To P or Not to P: Why Use a P Value, Anyway?

Andrew J. Vickers, PhD


March 02, 2006

My nonstatistical colleagues seem to imagine that I spend my off-hours calculating the mean time it takes to grill a piece of fish, or an exact binomial confidence interval for the proportion of Saturdays that I get to lie in. In truth, of course, I spend my off-hours trying not to think of statistics at all. But let's indulge the fantasy of the 24/7 statistician.

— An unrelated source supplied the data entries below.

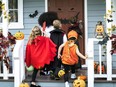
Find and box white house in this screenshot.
[0,0,116,87]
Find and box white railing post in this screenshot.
[2,0,8,37]
[2,0,8,80]
[20,40,25,81]
[87,39,94,87]
[106,0,112,80]
[13,40,24,87]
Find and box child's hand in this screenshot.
[58,54,61,59]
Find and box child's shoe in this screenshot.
[71,74,76,79]
[65,82,70,87]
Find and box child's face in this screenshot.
[33,28,41,35]
[68,40,75,44]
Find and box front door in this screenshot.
[48,0,85,63]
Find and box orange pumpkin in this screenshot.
[14,31,24,40]
[19,82,29,87]
[73,78,86,87]
[78,74,87,80]
[97,62,106,73]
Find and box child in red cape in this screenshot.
[25,26,56,87]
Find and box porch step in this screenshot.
[0,69,116,87]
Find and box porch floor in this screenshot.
[25,68,116,83]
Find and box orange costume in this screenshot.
[61,30,78,65]
[61,42,78,65]
[25,36,56,69]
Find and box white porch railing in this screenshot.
[87,38,116,87]
[13,40,25,87]
[0,40,25,87]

Going home each night, I have a choice between cycling down a busy road or winding through the beautiful backstreets of Brooklyn. Being statistically obsessed, I have recorded how long each route takes me on a number of occasions and have calculated means and standard deviations. Imagine that, one day, I had to get home as soon as possible for an appointment. To choose a route, I conduct a statistical analysis of my travel time data: it turns out that the travel time for the busy road is shorter, but the difference between routes is not statistically significant (P = .4). Nonetheless, it would still seem sensible to take what is likely to be the quicker route home, even though I haven't proved that it will get me there fastest.

Now let's imagine that this incident got me fired up, and I spend 2 years randomly selecting a route home and recording times. When I finally analyze the data, I find strong evidence that going home via the busy road is faster (P = .0001), but not by much (it saves me 57.3 seconds on average). So I decide that, unless I am in a real rush, I'll wind along the backstreets, simply because it is a more pleasant journey and well worth the extra minute.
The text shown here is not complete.